Echoes and revival echoes in systems of anharmonically confined atoms

TL;DR

This paper investigates echoes and revival echoes in weakly anharmonic trapped atoms, revealing novel revival echo phenomena, developing a perturbative model, and analyzing their dependence on perturbation parameters and interactions.

Contribution

The study introduces the concept of revival echoes in quantum systems, providing a theoretical and numerical framework to understand their behavior and dependence on perturbation symmetry and strength.

Findings

Revival echoes occur at predictable times related to system revivals.

Principal revival echoes can be larger than standard echoes.

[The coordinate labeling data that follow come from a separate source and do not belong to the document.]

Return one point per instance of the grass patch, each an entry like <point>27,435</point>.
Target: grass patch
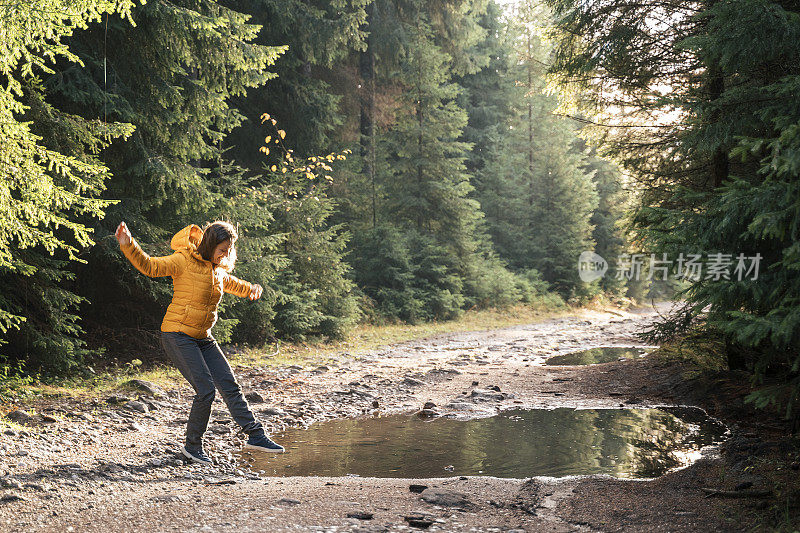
<point>698,347</point>
<point>361,339</point>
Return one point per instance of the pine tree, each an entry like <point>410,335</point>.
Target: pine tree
<point>171,76</point>
<point>50,179</point>
<point>718,73</point>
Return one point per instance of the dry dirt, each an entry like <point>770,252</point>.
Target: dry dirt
<point>109,466</point>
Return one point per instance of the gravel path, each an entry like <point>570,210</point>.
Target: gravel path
<point>112,465</point>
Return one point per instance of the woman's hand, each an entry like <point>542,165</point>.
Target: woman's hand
<point>255,291</point>
<point>123,234</point>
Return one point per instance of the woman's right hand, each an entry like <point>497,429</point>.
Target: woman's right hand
<point>123,234</point>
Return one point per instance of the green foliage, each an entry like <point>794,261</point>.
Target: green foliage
<point>720,173</point>
<point>50,177</point>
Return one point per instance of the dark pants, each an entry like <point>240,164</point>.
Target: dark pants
<point>204,365</point>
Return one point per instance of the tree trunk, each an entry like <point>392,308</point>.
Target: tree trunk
<point>367,74</point>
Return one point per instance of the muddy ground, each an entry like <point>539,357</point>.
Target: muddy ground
<point>112,464</point>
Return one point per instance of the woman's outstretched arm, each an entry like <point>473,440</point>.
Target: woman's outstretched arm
<point>242,288</point>
<point>170,265</point>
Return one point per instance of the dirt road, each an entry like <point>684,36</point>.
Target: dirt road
<point>112,465</point>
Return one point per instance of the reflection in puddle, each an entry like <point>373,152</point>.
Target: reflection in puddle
<point>596,355</point>
<point>626,443</point>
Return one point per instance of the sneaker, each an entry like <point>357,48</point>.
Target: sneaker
<point>259,441</point>
<point>197,456</point>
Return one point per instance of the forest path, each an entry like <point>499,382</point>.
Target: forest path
<point>113,466</point>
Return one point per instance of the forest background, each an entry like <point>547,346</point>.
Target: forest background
<point>397,160</point>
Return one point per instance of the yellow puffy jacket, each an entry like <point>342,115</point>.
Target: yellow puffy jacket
<point>197,284</point>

Atom-atom interactions influence the magnitude and occurrence of echoes.

Abstract

We study echoes and what we call 'revival echoes' for a collection of atoms that are described by a single quantum wavefunction and are confined in a weakly anharmonic trap. The echoes and revival echoes are induced by applying two, successive temporally localized potential perturbations to the confining potential, one at time $t=0$, and a smaller one at time $t=\tau$. Pulse-like responses in the expectation value of position $<x(t)>$ are predicted at $t \approx n\tau$ ($n=2,3,...$) and are particularly evident at $t \approx 2\tau$. A novel result of our study is the finding of 'revival echoes'. Revivals (but not echoes) occur even if the second perturbation is absent. In particular, in the absence of the second perturbation, the response to the first perturbation dies away, but then reassembles, producing a response at revival times $mT_x$ ($m=1,2,...$). Including the second perturbation at $t=\tau$, we find temporally localized responses, revival echoes, both before and after $t\approx mT_x$, e.g., at $t\approx m T_x-n \tau$ (pre-revival echoes) and at $t\approx mT_x+n\tau$, (post-revival echoes), where $m$ and $n$ are $1,2,...$ . Depending on the form of the perturbations, the 'principal' revival echoes at $t \approx T_x \pm \tau$ can be much larger than the echo at $t \approx 2\tau$. We develop a perturbative model for these phenomena, and compare its predictions to the numerical solutions of the time-dependent Schr\"odinger Equation. The scaling of the size of the various echoes and revival echoes as a function of the symmetry and size of the perturbations applied at $t=0$ and $t=\tau$ is investigated. We also study the presence of revivals and revival echoes in higher moments of position, $<x^p (t)>$, $p>1$, and the effect of atom-atom interactions on these phenomena.